Hazırlık turnuvamıza burada başlıyoruz. Herhangi bir kampa gitmeyeceğiz. Geçen sene de böyle yapmıştık. Staff bu şekilde tercih ediyor. 11 Eylül'de Zenit'le burada bir maçımız olacak. Hatta o maçı seyircilerimize de açacağız, kombine sahiplerini de o maçta ağırlayacağız. Bütün iletişimleri hesaplarımızdan takip edebilirler. Ayın 6'sında seyirciye kapalı bir Bahçeşehir maçımız olacak. Sonra güzel, çok rekabetçi 2 turnuvaya katılacağız. Birincisi Rodos'ta 15-16 Eylül'de. İlk gün Maccabi'yle ikinci gün Panathinaikos'la oynayacağız. 2 gün İstanbul'da geçirdikten sonra ayın 21'i ve 24'ü arasında Moskova'da turnuvaya katılacağız. En güçlü Rus takımları olacak. Yeterli düzeyde maçlar yapıp sezona hazırlanmış olacağız. Döndükten sonra zaten Türkiye Ligi ve EuroLeague maratonu başlayacak.
Kombine satışlarımız devam ediyor. Şu ana kadar beklediğimiz düzeyde hatta biraz üzerinde talep var. Çok teşekkür ediyorum.

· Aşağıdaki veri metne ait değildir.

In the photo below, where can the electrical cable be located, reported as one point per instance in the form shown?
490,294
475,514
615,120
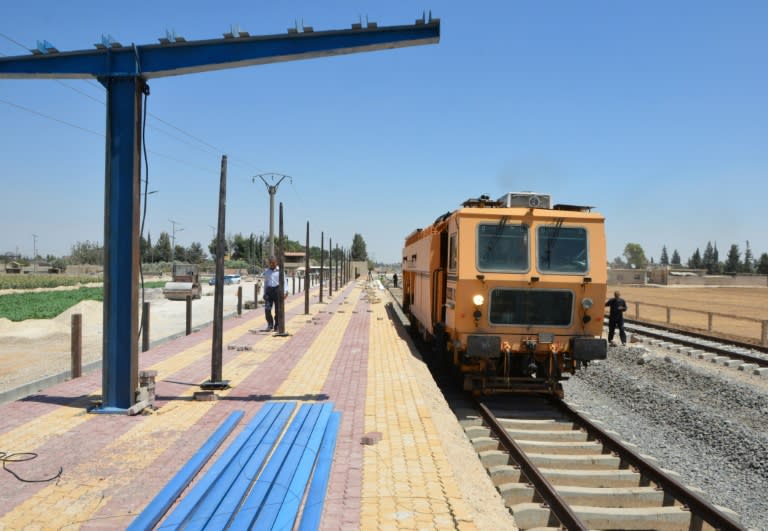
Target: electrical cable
145,92
20,457
235,160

Biliyorum zor zamanlardan geçiyoruz, ekonomimiz zor, herkes zorlanıyor ama insanların bu takıma sahip çıkacağını görmek bizim için çok sevindirici. Demek ki kurulan kadro onlara da umut veriyor. Şu anda öncelikli satış da açıldı. Genel satışta da yoğun ilgi olacağını görüyorum. Burada bu coşkulu atmosferi yaratmak, bu takımın gidebileceği en yüksek noktaya gitmesi için çok önemli. Çok içimize sinen bir kadro oldu. Eksikler muhakkak olacak. Eğlendiğimiz, kutladığımız ve yere düştüğümüz, ayağa kalkmamız gereken günler muhakkak olacak. Bu birliktelik ayağa kalkmamız için bize her zaman yardım edecek. Biz bu takımın potansiyeline, karakterine sonuna kadar inanıyoruz. İnşallah taraftarımızla beraber Berlin'deki o salonda her tarafı sarı laciverte boyayacağımız bir Final Four yaşarız.
Bu sene farklı bir hava var. Bu ölü toprağının herkesin üzerinden kalkması bence çok önemli. Başta Başkanımız, Yönetim Kurulumuz tüm branşlarda sonuna kadar fedakarlık yapıyorlar. Ne kadar teşekkür etsem azdır. Yolumuzu sonuna kadar açıyorlar. Bence bu sene büyük Fenerbahçe ailesinde farklı bir kenetlenme var. Dün statta onu iliklerinize kadar hissedebiliyordunuz. İnşallah bu sene sonunda birçok farklı branşta kutlamalar yaparız."